If passed into law, the smoking age would rise by one year every year, potentially phasing out smoking among young people almost completely as soon as 2040, a briefing paper said.
“A 14-year-old today will never legally be sold a cigarette,” Prime Minister Rishi Sunak told the Conservative Party conference, where he announced the plan.
Smoking costs Britain’s health services 17 billion pounds (C$28.4 billion) a year, he said, adding the government also needs to act on youth vaping.
It would consult on restricting the flavours and descriptions of vapes and look at regulating vape packaging and presentation, according to the briefing paper.
Campaign group Action on Smoking and Health welcomed Sunak’s plans, adding they could hasten the day when smoking becomes obsolete.
The tobacco industry criticized the proposals. The Tobacco Manufacturers Association said they were a “disproportionate attack” on adults’ rights and would fuel black market trade.
“The prohibition of legal products always has dangerous side effects and opens the door to criminal gangs to sell illegal products,” it said.
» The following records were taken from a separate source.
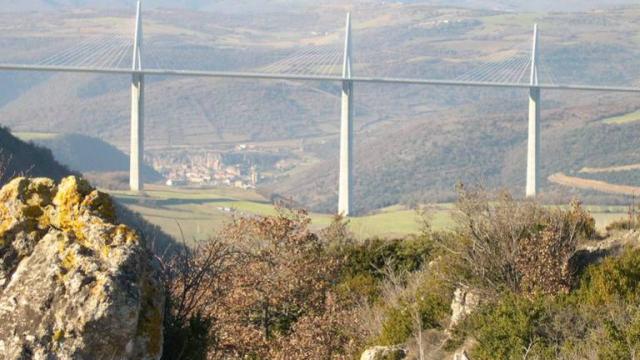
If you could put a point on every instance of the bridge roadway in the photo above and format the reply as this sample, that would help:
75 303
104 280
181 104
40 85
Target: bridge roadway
294 77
Imperial Brands, which makes Winston cigarettes and Golden Virginia rolling tobacco, also warned the ban could have “unintended consequences.” Lucky Strike and Dunhill maker British American Tobacco (BAT) said the proposals would be difficult to enforce.
Gradual impact
The smoking policy would need to pass a free vote in Britain’s parliament. This means lawmakers can vote however they like rather than in line with party policies.
If passed, Britain would become the first country in Europe to join New Zealand, which announced a similar plan last year, in banning smoking for future generations.
Academics said increases to the smoking age have successfully reduced smoking rates among young people around the world.
The change could hurt companies who generate a relatively large portion of their earnings from British tobacco sales, analysts said, such as Japan Tobacco, maker of Camel and Benson & Hedges, and Imperial Brands.
While short-term effects were likely minimal, over time the ban’s impact “could gradually become material,” said Owen Bennett, analyst at Jefferies, adding people aged 18-25 make up around 10 per cent of Britain’s current adult smokers.
Shares in Imperial Brands fell 3.2 per cent to their lowest since March 2022, while shares in BAT, which has a lower exposure to the British cigarette market, were down 1.2 per cent.
A risk for all companies is that other nations follow suit, Bennett noted. Denmark is already considering a similar move, and a number of nations also have targets to reduce smoking to minimal levels in the relatively near future.